While US interests are intent on shipping us to Mars within the next two decades, the UAE is taking a decidedly more long-term view, with its "Mars 2117" project set to design, build, and populate a human colony on Mars over the course of the next 100 years.

Announcing the plan at the World Government Summit in Dubai on Tuesday, UAE vice president and ruler of Dubai, Sheikh Mohammed bin Rashid Al Maktoum, described Mars 2117 as an ongoing UAE effort to develop scientific knowledge until Mars colonisation is possible, with the help of international partners.

"The new project is a seed that we plant today, and we expect future generations to reap the benefits, driven by its passion to learn to unveil a new knowledge," said Sheikh Mohammed.

"The landing of people on other planets has been a longtime dream for humans. Our aim is that the UAE will spearhead international efforts to make this dream a reality."

While hard details on the initiative are thin on the ground right now, it's a serious plan, following the UAE's existing commitment to launch its 'Hope' space probe in 2020, to orbit and study the Red Planet until at least 2023.

Obviously, Mars 2117 is a much more ambitious project, and while the primary focus of the plan for now is to invest in and develop science education infrastructure in the UAE, those behind the plan have also unveiled their vision of what their Mars colony might one day look like.

"The city is roughly the size of Chicago. It has a population of 600,000," the manager of the scientific and research committee at the World Government Summit, Saeed Al Gergawi, told CNBC.

"We came up with that number because it's like someone going to an exotic island. Not everyone can go first, then we get advancement of rocket tech, which makes people move there easily, then the advancement of oxygen tech to make it more Earth-like, which would incentivise people."

While Mars 2117 still has a lot of fine details to figure out – they have a century to work on it, after all – the long-term delivery of the UAE plan may actually be a heck of a lot more realistic than other dreams we've been sold of getting to the Red Planet.

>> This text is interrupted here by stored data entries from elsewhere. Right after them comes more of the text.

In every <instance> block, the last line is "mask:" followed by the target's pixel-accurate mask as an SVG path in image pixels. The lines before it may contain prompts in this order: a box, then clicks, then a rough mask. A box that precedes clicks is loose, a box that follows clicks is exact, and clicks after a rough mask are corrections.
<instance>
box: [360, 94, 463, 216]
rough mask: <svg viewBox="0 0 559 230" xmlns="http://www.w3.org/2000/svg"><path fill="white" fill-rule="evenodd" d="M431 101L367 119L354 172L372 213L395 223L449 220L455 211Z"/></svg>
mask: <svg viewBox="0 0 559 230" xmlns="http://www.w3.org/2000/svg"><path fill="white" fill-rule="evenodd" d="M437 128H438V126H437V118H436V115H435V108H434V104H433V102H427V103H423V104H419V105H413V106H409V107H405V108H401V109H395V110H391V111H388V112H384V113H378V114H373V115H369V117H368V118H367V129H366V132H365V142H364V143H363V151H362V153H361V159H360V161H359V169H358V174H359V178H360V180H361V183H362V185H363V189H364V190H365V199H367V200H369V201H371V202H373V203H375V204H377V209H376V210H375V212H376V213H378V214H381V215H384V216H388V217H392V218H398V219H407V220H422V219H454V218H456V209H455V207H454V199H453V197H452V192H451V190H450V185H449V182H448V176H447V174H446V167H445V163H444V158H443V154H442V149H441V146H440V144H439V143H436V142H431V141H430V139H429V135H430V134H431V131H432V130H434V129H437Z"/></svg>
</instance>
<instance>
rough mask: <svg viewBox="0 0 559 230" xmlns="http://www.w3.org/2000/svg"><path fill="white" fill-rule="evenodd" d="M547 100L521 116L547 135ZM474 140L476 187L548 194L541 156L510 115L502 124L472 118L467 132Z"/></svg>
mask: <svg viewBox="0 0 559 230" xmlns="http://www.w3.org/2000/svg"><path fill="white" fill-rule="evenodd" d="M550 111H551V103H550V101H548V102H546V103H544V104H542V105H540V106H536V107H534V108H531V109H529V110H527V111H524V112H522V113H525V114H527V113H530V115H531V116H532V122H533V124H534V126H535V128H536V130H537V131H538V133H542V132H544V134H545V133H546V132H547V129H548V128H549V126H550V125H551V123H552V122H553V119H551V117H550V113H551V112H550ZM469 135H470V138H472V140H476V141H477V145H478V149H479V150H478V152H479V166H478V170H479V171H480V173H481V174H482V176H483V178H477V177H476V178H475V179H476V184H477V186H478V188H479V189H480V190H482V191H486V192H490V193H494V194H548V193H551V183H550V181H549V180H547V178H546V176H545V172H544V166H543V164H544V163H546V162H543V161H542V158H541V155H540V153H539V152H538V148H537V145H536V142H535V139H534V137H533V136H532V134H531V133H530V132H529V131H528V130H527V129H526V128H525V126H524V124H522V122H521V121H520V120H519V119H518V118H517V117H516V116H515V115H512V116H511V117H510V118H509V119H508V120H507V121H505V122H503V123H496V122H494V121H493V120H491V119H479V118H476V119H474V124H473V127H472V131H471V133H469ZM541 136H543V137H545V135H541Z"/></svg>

Elon Musk made a lot of headlines when he teased his own pitch for Mars exploration last year, suggesting that SpaceX's Interplanetary Transport System (ITS) could begin flights to the Red Planet as soon as 2023.

But while we love Musk's vision, critics say SpaceX doesn't have the funds to deliver.

"It's unlikely that [Musk] will be able to get humans on Mars by 2025," former director of the Space Policy Institute at George Washington University John Logsdon told the AFP in September.

"Bottom line is the cost. You're talking of tens of billions of dollars, and SpaceX doesn't have that type of money."

Another high-profile Mars venture called Mars One has said it will get colonists to the Red Planet by 2032. But many have argued that the organisation lacks the funding, manpower, and expertise to pull off the feat.

So if private companies can't afford the level of investment that an ongoing Mars colonisation might entail, the best bet might still be governmental space agencies.

For its part, NASA says that its next-generation rocket – the Space Launch System (SLS) – has what it takes to get humans to Mars, but the mission has been hamstrung by funding issues since first announced in 2004.

Hopefully, that could all be about to change, with then-President Obama in October 2016 pledging that NASA would reach Mars by the 2030s – a prospect that could be even more likely now, given NASA is looking into accelerating the process of getting astronauts into space on board the SLS.

That could be our best bet of getting boots on the ground on the Red Planet in the near term, but as for a long-lasting colony? Mars 2117 just might be it.